MsPASS Components#

MsPASS Services#

Much of the modern IT environment centers around the abstract concept of a “service”. That concept has evolved for decades and is, in fact, a central focus of cloud systems. You can read more about that in an introduction to service-oriented architecture. For the purpose of this manual, you should understand that a service is a version of a black box. If you put in something it understands it will spit out an answer you can use. If you give it something it doesn’t understand it will give you some kind of error.

With that brief overview, MsPASS always expects to have access to three primary services:

A database service that uses the MongoDB API (Application Programming Interface).
A scheduler service to manage tasks to be executed on the generic concept of a “cluster” of multiple processors. The default MsPASS scheduler is dask but the framework also supports pyspark.
A frontend service that runs a compatible version of python. Normally that is an instance of a jupyter server that creates a user interface you can work with interactively. Note that large jobs on HPC systems are normally run in a mode where there technically is not a “frontend service” but the batch job just runs a simple python interpretter to drive the workflow. You should think of jupyter as more like a gateway that allows you to run MsPASS interactively.

Launching MsPASS services#

A “service” requires some piece of software to be running somewhere that your workflow can access. That software can be remote, such as in a web application, or on the same system where your job is running. In all cases that application is normally called a “server”. For example, most database services are implemented with a “database server” including MongoDB used in MsPASS.

How the services/servers are launched is system dependent. You may be able to connect to a running instance of an appropriate server, but in most cases you need to launch them outside the python script or jupyter notebook that defines your workflow. For that reason, MsPASS has a set of “launchers”:

When you are running on a desktop/laptop system we recommend you use the mspass-desktop command line tool described in Running MsPASS on a Desktop Computer.
When running on an HPC system the recommended way to handle launching is with the python HPCClusterLauncher class.
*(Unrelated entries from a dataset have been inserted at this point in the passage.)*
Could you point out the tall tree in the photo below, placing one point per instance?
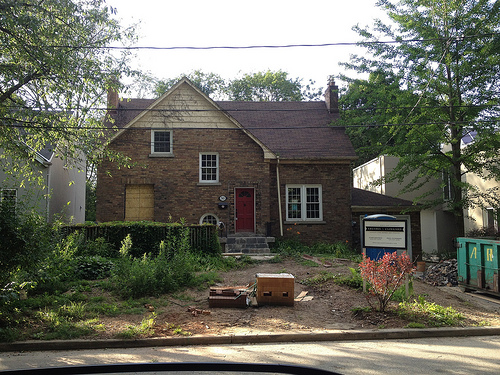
(210, 83)
(55, 67)
(271, 86)
(446, 54)
(261, 86)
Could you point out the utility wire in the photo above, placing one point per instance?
(336, 44)
(110, 128)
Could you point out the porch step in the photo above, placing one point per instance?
(248, 245)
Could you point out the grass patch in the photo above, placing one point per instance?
(145, 328)
(429, 313)
(320, 278)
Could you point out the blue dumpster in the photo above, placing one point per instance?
(479, 264)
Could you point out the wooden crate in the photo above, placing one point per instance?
(275, 289)
(228, 297)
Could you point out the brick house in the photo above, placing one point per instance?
(218, 161)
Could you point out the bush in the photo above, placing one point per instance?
(385, 276)
(92, 267)
(152, 275)
(146, 237)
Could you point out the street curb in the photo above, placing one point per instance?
(382, 334)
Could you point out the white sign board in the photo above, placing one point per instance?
(389, 234)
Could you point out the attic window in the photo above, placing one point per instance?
(209, 167)
(304, 203)
(161, 142)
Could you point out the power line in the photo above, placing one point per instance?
(305, 45)
(47, 127)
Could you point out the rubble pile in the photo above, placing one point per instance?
(443, 273)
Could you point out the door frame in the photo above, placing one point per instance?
(253, 208)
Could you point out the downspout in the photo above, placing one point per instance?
(47, 198)
(279, 194)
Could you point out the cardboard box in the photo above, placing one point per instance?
(275, 289)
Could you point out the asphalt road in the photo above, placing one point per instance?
(451, 355)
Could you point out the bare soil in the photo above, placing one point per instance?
(330, 308)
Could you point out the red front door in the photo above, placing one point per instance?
(245, 215)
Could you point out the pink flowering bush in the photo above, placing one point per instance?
(385, 276)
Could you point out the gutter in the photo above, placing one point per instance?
(279, 193)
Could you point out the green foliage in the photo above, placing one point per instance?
(53, 68)
(354, 280)
(384, 277)
(436, 85)
(26, 238)
(106, 239)
(145, 328)
(260, 86)
(90, 201)
(153, 274)
(271, 87)
(429, 313)
(400, 294)
(92, 267)
(321, 278)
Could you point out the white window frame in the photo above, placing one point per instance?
(201, 167)
(162, 153)
(303, 203)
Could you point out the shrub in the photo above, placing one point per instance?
(151, 274)
(431, 313)
(385, 276)
(92, 267)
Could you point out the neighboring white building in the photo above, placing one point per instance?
(437, 227)
(63, 193)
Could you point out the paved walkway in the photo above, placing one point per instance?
(340, 335)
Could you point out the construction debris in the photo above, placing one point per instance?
(317, 260)
(228, 297)
(303, 297)
(443, 273)
(195, 311)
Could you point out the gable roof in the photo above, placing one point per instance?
(293, 130)
(290, 130)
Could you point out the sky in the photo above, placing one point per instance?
(202, 23)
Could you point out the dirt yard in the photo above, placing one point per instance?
(329, 309)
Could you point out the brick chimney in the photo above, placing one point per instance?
(332, 97)
(113, 99)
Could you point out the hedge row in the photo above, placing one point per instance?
(146, 236)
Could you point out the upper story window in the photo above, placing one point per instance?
(304, 203)
(209, 167)
(161, 142)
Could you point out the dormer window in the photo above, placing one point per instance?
(161, 143)
(209, 168)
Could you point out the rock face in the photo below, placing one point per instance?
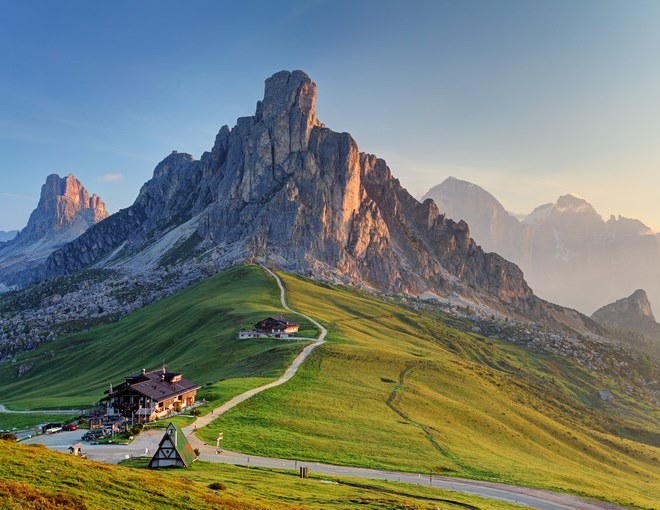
(65, 210)
(569, 254)
(632, 314)
(282, 189)
(627, 312)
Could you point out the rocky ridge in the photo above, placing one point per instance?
(7, 236)
(36, 315)
(65, 210)
(282, 189)
(632, 319)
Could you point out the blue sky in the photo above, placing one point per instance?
(528, 99)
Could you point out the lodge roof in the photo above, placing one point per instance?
(157, 385)
(275, 322)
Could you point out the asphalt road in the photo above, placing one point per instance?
(534, 498)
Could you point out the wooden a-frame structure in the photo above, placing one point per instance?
(174, 450)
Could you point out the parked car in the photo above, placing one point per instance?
(93, 435)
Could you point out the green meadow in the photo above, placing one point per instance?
(20, 421)
(32, 477)
(396, 389)
(391, 388)
(193, 332)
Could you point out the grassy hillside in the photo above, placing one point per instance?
(193, 331)
(391, 388)
(396, 389)
(32, 477)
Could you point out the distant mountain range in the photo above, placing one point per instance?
(567, 251)
(65, 210)
(282, 189)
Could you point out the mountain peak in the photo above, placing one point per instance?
(288, 91)
(64, 204)
(634, 306)
(574, 202)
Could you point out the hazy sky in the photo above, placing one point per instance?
(529, 99)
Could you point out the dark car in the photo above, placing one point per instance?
(93, 435)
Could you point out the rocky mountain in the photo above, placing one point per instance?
(490, 224)
(7, 236)
(65, 210)
(631, 320)
(568, 252)
(282, 189)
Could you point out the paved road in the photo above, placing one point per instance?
(3, 409)
(535, 498)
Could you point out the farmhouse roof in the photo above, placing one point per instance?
(157, 385)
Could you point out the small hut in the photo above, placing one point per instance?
(174, 450)
(76, 449)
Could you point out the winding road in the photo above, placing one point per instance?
(534, 498)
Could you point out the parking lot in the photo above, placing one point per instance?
(112, 453)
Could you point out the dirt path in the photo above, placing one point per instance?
(202, 421)
(534, 498)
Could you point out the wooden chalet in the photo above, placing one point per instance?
(272, 327)
(174, 450)
(151, 395)
(276, 325)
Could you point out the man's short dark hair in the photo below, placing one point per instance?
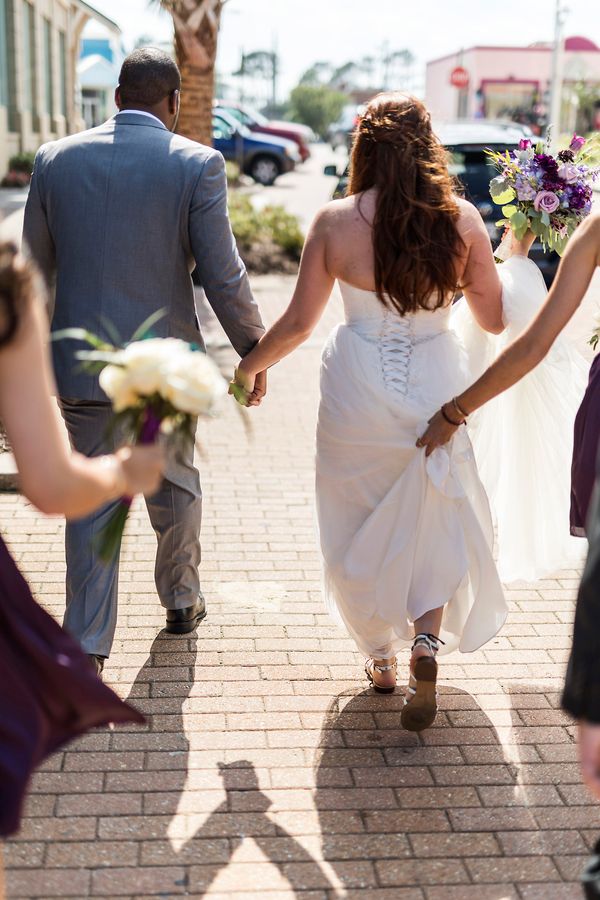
(148, 76)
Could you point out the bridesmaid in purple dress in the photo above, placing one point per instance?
(585, 452)
(49, 692)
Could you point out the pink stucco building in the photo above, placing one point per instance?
(514, 83)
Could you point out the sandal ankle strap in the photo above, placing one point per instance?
(431, 641)
(378, 668)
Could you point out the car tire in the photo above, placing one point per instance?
(264, 169)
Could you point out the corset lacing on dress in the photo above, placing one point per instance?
(396, 341)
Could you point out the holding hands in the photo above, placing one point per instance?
(248, 388)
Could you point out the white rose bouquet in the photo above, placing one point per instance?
(156, 385)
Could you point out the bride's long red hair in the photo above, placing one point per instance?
(416, 241)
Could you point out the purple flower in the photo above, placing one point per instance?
(525, 191)
(566, 156)
(568, 172)
(577, 143)
(546, 201)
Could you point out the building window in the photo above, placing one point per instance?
(29, 93)
(62, 68)
(48, 68)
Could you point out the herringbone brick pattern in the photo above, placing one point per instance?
(267, 768)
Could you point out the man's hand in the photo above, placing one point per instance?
(260, 389)
(589, 754)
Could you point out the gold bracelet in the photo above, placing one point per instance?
(459, 409)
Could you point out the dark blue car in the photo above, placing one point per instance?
(263, 158)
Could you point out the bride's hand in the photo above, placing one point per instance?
(522, 247)
(438, 433)
(241, 387)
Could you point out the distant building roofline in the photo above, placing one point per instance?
(573, 44)
(99, 17)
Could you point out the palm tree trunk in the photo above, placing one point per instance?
(196, 25)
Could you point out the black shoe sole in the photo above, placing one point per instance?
(185, 627)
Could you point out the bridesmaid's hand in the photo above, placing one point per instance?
(438, 433)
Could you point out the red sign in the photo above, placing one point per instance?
(459, 77)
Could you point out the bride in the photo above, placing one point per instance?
(406, 538)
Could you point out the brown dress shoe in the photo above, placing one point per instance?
(182, 621)
(97, 663)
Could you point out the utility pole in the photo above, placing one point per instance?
(557, 73)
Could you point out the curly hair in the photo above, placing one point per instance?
(17, 284)
(416, 241)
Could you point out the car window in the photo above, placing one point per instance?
(221, 130)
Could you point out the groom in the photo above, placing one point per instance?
(117, 217)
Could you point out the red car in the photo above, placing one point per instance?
(255, 121)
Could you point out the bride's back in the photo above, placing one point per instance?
(402, 232)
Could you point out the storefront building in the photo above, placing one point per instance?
(514, 83)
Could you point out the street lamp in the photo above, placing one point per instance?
(557, 73)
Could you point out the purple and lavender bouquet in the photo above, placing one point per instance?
(547, 194)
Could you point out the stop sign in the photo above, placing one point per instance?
(459, 77)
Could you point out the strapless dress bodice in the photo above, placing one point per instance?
(394, 336)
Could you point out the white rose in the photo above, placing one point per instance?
(193, 383)
(114, 381)
(146, 360)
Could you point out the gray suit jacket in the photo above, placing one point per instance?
(118, 216)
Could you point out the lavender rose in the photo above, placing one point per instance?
(546, 201)
(568, 172)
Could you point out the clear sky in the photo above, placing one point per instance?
(338, 30)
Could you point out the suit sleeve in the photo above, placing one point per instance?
(36, 232)
(581, 695)
(222, 273)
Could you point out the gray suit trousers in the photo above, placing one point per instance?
(175, 513)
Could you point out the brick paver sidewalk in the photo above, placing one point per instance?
(267, 768)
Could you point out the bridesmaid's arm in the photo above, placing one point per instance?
(572, 281)
(311, 294)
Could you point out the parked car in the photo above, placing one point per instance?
(340, 133)
(259, 124)
(466, 143)
(263, 158)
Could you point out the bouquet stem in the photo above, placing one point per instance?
(109, 539)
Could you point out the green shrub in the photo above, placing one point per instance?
(316, 106)
(284, 229)
(22, 162)
(271, 225)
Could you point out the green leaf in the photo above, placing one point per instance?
(144, 329)
(519, 224)
(81, 334)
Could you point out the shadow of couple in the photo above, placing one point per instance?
(392, 809)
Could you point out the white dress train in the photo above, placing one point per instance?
(523, 440)
(400, 534)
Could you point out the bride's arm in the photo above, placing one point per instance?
(480, 282)
(572, 281)
(310, 297)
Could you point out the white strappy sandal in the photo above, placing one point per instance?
(420, 700)
(371, 667)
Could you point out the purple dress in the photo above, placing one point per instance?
(585, 451)
(48, 691)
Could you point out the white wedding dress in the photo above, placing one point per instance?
(523, 439)
(402, 534)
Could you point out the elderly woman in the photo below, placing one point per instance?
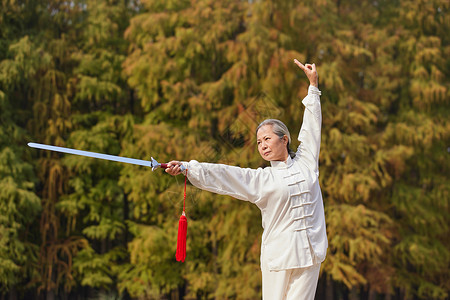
(294, 242)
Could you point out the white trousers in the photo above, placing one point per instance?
(294, 284)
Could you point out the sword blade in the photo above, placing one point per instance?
(126, 160)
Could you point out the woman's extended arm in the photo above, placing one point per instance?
(310, 132)
(241, 183)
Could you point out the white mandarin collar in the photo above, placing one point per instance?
(282, 164)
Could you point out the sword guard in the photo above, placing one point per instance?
(156, 165)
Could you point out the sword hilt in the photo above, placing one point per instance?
(155, 165)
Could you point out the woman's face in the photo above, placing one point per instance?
(270, 146)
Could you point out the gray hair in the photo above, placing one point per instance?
(280, 130)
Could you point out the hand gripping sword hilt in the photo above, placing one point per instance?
(155, 165)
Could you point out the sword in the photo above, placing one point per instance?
(152, 163)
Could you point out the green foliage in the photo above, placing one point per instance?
(192, 80)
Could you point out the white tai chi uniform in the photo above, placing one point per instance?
(294, 242)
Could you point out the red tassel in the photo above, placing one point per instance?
(181, 243)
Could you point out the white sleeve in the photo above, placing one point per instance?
(241, 183)
(310, 132)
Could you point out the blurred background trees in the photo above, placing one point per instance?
(192, 80)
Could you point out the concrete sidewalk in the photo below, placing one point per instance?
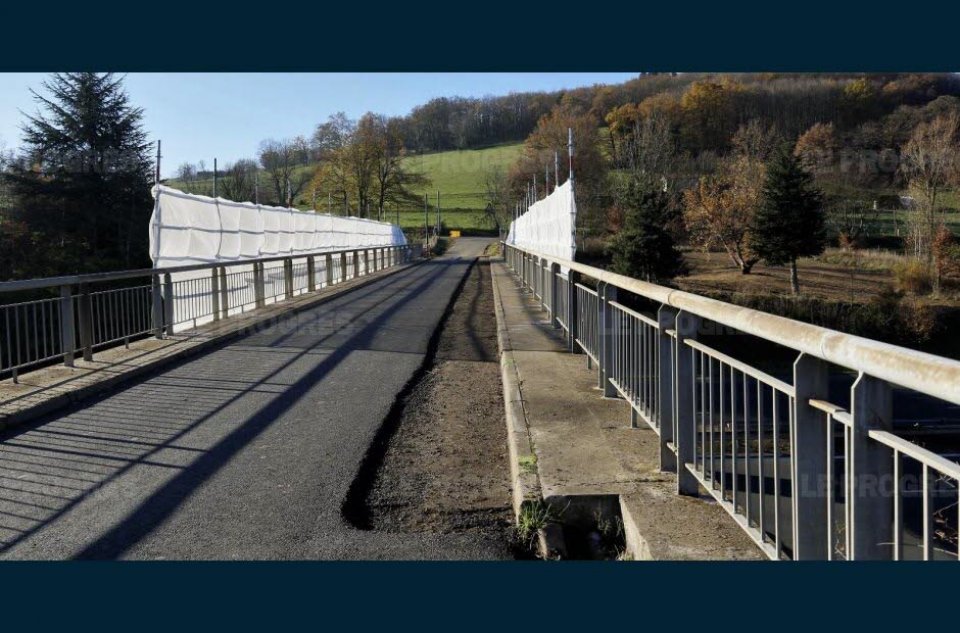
(589, 461)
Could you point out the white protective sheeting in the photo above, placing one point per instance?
(187, 229)
(190, 229)
(549, 225)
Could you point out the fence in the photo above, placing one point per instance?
(804, 477)
(67, 317)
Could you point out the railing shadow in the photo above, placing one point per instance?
(51, 466)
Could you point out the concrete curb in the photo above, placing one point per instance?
(88, 391)
(526, 484)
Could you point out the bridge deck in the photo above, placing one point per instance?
(247, 451)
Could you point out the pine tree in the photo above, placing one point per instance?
(645, 248)
(789, 222)
(83, 180)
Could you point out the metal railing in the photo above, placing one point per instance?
(805, 478)
(43, 321)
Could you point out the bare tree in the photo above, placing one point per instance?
(929, 160)
(282, 162)
(497, 195)
(239, 180)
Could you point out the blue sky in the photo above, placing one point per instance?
(202, 116)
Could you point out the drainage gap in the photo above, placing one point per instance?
(439, 463)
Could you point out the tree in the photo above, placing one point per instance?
(497, 195)
(84, 177)
(720, 210)
(789, 221)
(238, 181)
(930, 162)
(645, 248)
(283, 163)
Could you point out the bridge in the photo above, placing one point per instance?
(228, 414)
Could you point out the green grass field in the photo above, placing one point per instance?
(459, 175)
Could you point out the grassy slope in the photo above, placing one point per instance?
(458, 175)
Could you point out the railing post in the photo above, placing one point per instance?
(156, 291)
(666, 320)
(541, 270)
(215, 293)
(573, 307)
(168, 313)
(86, 322)
(554, 292)
(870, 483)
(809, 451)
(258, 285)
(608, 338)
(288, 277)
(68, 336)
(224, 292)
(683, 389)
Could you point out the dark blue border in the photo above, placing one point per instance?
(489, 36)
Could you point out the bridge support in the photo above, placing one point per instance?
(554, 293)
(810, 433)
(573, 308)
(68, 337)
(684, 375)
(870, 482)
(667, 320)
(608, 336)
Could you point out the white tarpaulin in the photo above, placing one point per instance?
(191, 229)
(549, 225)
(187, 229)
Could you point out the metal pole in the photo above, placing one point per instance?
(156, 176)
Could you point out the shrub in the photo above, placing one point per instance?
(912, 277)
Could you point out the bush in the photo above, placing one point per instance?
(913, 277)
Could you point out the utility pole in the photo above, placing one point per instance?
(556, 169)
(156, 176)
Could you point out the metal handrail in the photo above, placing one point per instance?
(927, 373)
(72, 280)
(744, 435)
Setting up MsPASS to run on an HPC platform is described in Deploying MsPASS on an HPC cluster.
Running MsPASS on a cloud system can be simpler or harder depending on how much work someone else has done for you. Earthscope GeoLab automates launching the “frontend” service by operating as a JupyterHub gateway. At the time this page was written, they had a running instance of dask as the “scheduler service”. You then need only connect to it with the right incantation. The “database service” there needs to be launched manually. To see how to launch the database server on GeoLab, see the jupyter notebooks for the course we taught in 2025 found in this section of the MsPASS tutorials, GitHub repository. If you are launching a custom cloud setup, all three services need to be launched manually through a system dependent mechanism. Good luck with that unless you have a lot of help from knowledgeable people.

Client concepts#

Most modern “services”, including all those in MsPASS, require a client to interact with any service. A client is a piece of software that runs under the control of your user credentials that rigidly enforces the rules the service enforces to interact with it. A client is always essential in a multiuser system to keep user A from colliding with user B.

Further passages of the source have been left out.